Using Wikipedia's notation (mostly): $$ x = \begin{bmatrix} W(k) \\ W(a) \\ W(b) \end{bmatrix} $$ with $ x_1 = \begin{bmatrix} W(K) \end{bmatrix} $ and $ x_2 = \begin{bmatrix} W(a) \\ W(b) \end{bmatrix}$ and $$ \Sigma = \begin{bmatrix} k & a & k \\ a & a & a \\ k & a & b \end{bmatrix} = \begin{bmatrix} \begin{bmatrix} a \end{bmatrix} & \begin{bmatrix} a & k \end{bmatrix} \\ \begin{bmatrix} a \\ k\end{bmatrix} & \begin{bmatrix} a & a \\ a & b \end{bmatrix} \end{bmatrix} = \begin{bmatrix} \Sigma_{11} & \Sigma_{12} \\ \Sigma_{21} & \Sigma_{22} \end{bmatrix} $$ So $ x \sim N(0,\Sigma) $, since the mean of any $W(.)$ is 0. So the distribution of of this multivariate random variable when we're given $x_2 = u = \begin{bmatrix} u_a \\ u_b \end{bmatrix}$ will be a normal random variable (usually multivariate normal, but here it's univariate since $x_1$ has dimension 1).

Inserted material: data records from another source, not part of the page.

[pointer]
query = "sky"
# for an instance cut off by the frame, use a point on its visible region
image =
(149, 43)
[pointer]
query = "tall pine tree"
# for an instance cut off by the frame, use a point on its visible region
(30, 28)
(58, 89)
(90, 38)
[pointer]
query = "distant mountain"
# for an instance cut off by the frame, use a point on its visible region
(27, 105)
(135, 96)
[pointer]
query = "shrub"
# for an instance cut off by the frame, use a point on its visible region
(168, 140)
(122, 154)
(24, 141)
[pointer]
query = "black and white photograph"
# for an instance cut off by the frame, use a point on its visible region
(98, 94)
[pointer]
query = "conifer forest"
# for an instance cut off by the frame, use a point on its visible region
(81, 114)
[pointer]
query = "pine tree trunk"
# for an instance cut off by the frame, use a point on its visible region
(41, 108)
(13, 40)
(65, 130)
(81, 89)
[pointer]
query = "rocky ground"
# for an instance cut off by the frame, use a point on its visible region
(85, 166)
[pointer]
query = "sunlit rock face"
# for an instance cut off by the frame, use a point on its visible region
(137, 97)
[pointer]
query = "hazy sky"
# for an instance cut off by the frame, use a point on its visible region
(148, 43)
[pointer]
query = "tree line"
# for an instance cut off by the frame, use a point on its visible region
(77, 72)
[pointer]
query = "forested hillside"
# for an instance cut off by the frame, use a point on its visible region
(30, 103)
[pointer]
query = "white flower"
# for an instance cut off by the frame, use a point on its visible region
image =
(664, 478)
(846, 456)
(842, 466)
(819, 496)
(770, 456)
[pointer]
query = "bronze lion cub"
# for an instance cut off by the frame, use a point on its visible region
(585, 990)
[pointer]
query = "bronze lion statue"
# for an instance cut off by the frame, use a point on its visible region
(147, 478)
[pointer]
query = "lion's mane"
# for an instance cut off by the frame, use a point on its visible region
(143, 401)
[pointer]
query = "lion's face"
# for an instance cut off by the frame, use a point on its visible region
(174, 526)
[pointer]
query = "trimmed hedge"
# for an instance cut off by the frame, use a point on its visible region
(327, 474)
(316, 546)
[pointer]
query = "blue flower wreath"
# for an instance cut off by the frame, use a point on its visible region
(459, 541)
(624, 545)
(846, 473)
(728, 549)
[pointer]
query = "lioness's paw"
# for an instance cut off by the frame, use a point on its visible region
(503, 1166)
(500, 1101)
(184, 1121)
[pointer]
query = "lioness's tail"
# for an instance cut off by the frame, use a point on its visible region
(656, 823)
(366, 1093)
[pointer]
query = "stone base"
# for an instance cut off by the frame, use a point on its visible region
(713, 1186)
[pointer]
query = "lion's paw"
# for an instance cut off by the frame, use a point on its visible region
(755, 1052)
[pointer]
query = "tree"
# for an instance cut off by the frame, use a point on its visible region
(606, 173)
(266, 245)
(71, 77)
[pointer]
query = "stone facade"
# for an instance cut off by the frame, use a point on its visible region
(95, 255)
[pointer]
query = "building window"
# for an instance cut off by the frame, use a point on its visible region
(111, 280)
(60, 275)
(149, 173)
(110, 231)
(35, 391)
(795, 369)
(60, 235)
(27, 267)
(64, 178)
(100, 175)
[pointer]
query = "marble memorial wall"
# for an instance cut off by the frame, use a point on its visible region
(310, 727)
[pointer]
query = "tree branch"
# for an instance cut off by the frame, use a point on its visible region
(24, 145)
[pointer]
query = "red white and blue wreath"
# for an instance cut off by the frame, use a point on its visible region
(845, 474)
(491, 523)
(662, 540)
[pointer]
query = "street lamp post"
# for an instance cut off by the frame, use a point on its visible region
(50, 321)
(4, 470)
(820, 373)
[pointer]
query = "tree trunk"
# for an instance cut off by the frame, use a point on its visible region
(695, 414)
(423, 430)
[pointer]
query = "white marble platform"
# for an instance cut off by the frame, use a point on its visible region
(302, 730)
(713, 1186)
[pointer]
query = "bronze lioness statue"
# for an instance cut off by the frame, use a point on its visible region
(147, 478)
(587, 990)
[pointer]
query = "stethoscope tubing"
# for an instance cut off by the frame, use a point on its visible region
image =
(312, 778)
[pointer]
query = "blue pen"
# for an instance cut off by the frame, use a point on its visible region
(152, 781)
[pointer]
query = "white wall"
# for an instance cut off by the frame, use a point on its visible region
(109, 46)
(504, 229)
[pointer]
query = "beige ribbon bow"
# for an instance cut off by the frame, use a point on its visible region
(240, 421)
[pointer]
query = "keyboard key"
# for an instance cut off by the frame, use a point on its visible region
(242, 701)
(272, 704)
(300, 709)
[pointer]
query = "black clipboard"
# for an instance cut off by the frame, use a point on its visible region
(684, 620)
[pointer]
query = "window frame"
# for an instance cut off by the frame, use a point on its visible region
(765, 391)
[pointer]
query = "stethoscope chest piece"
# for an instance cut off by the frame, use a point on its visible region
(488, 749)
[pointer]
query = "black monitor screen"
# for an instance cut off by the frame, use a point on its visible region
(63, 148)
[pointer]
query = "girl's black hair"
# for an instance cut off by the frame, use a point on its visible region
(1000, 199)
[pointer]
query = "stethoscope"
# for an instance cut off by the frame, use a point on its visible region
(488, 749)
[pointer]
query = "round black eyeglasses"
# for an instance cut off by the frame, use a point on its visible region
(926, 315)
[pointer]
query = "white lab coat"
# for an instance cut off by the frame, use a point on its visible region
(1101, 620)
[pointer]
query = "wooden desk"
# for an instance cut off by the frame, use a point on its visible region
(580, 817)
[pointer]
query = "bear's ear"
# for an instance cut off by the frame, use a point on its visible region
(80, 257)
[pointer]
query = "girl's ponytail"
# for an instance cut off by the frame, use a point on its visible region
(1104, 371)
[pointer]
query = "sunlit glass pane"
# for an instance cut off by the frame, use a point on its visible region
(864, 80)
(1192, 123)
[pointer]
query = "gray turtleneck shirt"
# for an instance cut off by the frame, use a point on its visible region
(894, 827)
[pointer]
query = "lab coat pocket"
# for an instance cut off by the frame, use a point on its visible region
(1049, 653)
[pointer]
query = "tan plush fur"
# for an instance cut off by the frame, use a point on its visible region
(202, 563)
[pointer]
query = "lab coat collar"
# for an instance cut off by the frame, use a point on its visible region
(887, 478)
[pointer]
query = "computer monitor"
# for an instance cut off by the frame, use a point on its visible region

The mean of this new random variable is $$ \mathbb{E}(x_1) + \Sigma_{12} \Sigma_{22}^{-1} (u-\mathbb{E}(x_2)) = \Sigma_{12} \Sigma_{22}^{-1} u = \frac{b-k}{b-a}u_a + \frac{k-a}{b-a}u_b $$ and the variance is $$ \Sigma_{11} - \Sigma_{12}\Sigma_{22}^{-1}\Sigma_{21} = \frac{(b-k)(k-a)}{b-a} $$ This $$ W(k) \sim N\left(\frac{b-k}{b-a}u_a + \frac{k-a}{b-a}u_b ,\frac{(b-k)(k-a)}{b-a}\right) $$

Which "feels" like it should be true.

EDIT: I double checked the process by going through the same calculations but with $a<b<k$, and got the right result $W(k) \sim N(u_b,k-b)$.